Unfortunately, After Corel took over Paint Shop Pro – they appear to have applied their vaunted Corel Reverse Midas Touch (think PhotoPaint, Picture Publisher and Word Perfect franchises).  Right now, Paint Shop Pro is  in a contest with Microsoft Vista for most bloated, slowest and unreliable software. Microsoft Vista wins the fatty title hands down, its nip tuck on slowest, but Corel cops the fragility title hands and program down again easily.

I downloaded the latest version of Paint Shop Pro Photo X2 for a trial run this week in the hopes that I would see some improvements in speed and reliability from the version I looked at  well over a year ago. I took it for a spin on its introduction and found Paint Shop Pro to be way too slow for practical usability even with a 1GB dual core PC. Well I am happy to say that Paint Shop Pro on a 3GB dual core Windows XP SP3 machine is a little faster; but that exposed the second problem – seize ups. During  test sessions on quick image editing, Paint Shop Pro seized up five times bringing the whole system down once. All the other photo edit programs including Corel’s own Painter and Photo Impact, performed flawlessly on the same set of images and in the same OS+hardware setup.

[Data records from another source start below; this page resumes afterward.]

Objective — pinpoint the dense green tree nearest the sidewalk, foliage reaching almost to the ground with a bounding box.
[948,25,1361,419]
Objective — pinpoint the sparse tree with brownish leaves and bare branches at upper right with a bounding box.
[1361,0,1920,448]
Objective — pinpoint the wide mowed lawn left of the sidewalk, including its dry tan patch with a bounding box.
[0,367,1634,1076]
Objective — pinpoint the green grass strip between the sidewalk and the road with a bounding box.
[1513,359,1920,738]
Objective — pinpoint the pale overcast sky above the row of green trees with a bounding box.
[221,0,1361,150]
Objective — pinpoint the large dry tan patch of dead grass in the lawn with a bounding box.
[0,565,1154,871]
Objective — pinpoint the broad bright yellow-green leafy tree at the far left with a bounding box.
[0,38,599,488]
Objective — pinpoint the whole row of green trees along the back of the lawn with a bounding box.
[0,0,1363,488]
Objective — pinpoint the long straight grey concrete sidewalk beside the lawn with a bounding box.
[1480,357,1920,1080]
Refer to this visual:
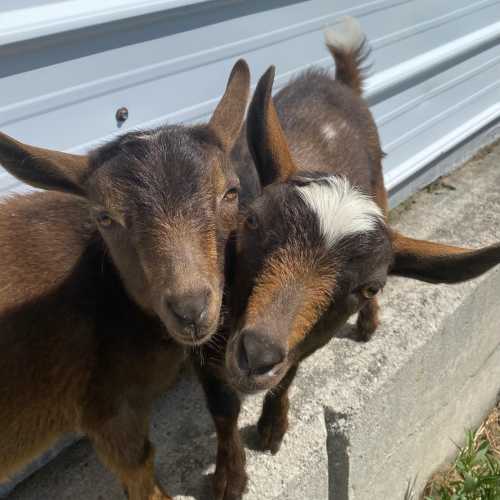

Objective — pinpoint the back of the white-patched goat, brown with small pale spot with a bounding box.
[274,69,384,209]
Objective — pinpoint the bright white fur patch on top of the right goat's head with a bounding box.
[296,175,383,248]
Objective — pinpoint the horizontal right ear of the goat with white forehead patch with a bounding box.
[390,232,500,283]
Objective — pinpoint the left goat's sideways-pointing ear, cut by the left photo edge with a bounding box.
[0,133,89,196]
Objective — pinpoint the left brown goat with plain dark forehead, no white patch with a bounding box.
[0,61,249,500]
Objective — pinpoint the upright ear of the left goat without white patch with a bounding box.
[209,59,250,152]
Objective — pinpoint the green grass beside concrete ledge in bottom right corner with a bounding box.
[423,406,500,500]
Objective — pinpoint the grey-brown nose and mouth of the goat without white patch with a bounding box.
[163,287,212,340]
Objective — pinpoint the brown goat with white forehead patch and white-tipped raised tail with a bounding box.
[196,18,500,500]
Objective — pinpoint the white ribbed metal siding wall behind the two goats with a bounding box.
[0,0,500,198]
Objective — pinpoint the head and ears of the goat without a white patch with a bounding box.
[0,61,249,345]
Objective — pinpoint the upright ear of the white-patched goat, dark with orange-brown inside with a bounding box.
[247,66,297,186]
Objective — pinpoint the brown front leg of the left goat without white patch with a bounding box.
[87,408,172,500]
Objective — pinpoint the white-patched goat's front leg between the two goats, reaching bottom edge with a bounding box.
[194,361,247,500]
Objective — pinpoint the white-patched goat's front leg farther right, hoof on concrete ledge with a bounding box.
[257,364,299,455]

Now I can forgive the painful minute plus start up time, and the sporadically random long waits for some Paint Shop Pro commands to work, but having program crashes that obliterate a lot of your work and some times your total session – well that is a Back-to-the-Future rerun down late 1980’s PC Birthing Lane that I can do with out. So the writing is on the wall…Paint Shop Pro has had minimal improvements since it was launched and Corel has three other Paint/Image Editing programs in house … so Rest in Peace Corel Paint Shop Pro.